RaSCL: Radar to Satellite Crossview Localization
Blerim Abdullai, Tony Wang, Xinyuan Qiao, Florian Shkurti, Timothy D. Barfoot
TL;DR
The paper presents a GNSS-free global localization framework that fuses ground mmWave radar with overhead RGB satellite imagery by jointly optimizing radar odometry and satellite-based registration. A learned occupancy predictor converts satellite imagery into a point-cloud-like representation, enabling ICP-based alignment with radar scans, while a factor-graph backbone fuses this global registration with local radar odometry over a sliding window. The method is evaluated on urban, suburban, and marine datasets (Boreas, Oxford, and Boat), showing improved localization over prior radar-to-overhead approaches in several settings and demonstrating robustness to occlusions and unseen terrain. This work advances GPS-independent localization for diverse autonomous platforms, with practical implications for field robotics in unmapped or challenging environments.
Abstract
GNSS is unreliable, inaccurate, and insufficient in many real-time autonomous field applications.
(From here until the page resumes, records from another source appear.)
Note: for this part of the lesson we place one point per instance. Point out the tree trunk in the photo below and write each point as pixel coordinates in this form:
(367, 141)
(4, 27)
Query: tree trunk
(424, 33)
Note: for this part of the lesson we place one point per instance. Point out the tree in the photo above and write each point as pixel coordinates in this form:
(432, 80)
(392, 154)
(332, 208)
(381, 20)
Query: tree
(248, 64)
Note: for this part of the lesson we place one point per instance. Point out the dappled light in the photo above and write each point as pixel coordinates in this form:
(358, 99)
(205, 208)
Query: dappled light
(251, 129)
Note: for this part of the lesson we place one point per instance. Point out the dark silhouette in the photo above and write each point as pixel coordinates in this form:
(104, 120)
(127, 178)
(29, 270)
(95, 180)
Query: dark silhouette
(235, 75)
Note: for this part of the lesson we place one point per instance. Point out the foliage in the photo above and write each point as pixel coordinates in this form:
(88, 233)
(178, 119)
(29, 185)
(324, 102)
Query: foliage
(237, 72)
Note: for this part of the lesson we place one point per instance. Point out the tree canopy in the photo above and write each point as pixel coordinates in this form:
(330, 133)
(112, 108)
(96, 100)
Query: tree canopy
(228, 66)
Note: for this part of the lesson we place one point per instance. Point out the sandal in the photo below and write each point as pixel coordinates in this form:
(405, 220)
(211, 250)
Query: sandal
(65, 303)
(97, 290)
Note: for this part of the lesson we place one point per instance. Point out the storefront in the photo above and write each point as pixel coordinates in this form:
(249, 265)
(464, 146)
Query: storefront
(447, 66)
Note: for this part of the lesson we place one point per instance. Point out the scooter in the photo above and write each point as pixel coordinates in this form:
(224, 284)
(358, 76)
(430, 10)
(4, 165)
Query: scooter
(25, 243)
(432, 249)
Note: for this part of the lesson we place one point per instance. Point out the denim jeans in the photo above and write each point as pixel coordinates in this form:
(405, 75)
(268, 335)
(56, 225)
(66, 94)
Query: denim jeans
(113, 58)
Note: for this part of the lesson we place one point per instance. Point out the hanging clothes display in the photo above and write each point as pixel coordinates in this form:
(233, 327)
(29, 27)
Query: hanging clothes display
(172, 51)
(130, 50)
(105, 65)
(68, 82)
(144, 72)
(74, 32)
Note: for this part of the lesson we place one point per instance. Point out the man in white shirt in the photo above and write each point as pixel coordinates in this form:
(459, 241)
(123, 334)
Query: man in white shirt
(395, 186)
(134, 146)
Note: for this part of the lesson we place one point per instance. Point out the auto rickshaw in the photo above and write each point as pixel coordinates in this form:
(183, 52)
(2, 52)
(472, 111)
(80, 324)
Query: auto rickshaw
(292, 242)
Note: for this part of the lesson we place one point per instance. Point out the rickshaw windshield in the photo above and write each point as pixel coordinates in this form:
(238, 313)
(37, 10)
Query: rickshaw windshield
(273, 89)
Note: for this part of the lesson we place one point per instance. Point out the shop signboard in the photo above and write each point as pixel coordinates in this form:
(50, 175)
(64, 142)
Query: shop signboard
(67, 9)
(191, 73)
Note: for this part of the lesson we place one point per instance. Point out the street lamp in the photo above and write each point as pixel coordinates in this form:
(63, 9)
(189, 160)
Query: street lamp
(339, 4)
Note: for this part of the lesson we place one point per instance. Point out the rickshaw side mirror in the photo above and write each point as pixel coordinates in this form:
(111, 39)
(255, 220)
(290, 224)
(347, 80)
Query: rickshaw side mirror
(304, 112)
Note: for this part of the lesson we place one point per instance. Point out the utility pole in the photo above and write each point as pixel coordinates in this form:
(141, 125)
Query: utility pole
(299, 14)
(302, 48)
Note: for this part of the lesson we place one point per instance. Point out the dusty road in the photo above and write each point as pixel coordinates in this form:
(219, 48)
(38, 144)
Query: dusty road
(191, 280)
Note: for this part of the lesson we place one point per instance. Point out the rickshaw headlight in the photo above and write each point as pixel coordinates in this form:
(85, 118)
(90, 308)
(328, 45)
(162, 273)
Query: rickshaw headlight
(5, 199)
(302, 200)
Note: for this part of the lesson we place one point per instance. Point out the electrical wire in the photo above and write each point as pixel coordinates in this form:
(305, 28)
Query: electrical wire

In this work, we present a GNSS-free global localization solution that contains a method of registering imaging radar on the ground with overhead RGB imagery, with joint optimization of relative poses from odometry and global poses from our overhead registration. Previous works have used various combinations of ground sensors and overhead imagery, and different feature extraction and matching methods. These include various handcrafted and deep-learning-based methods for extracting features from overhead imagery. Our work presents insights on extracting essential features from RGB overhead images for effective global localization against overhead imagery using only ground radar and a single georeferenced initial guess. We motivate our method by evaluating it on datasets in diverse geographic conditions and robotic platforms, including on an Unmanned Surface Vessel (USV) as well as urban and suburban driving datasets.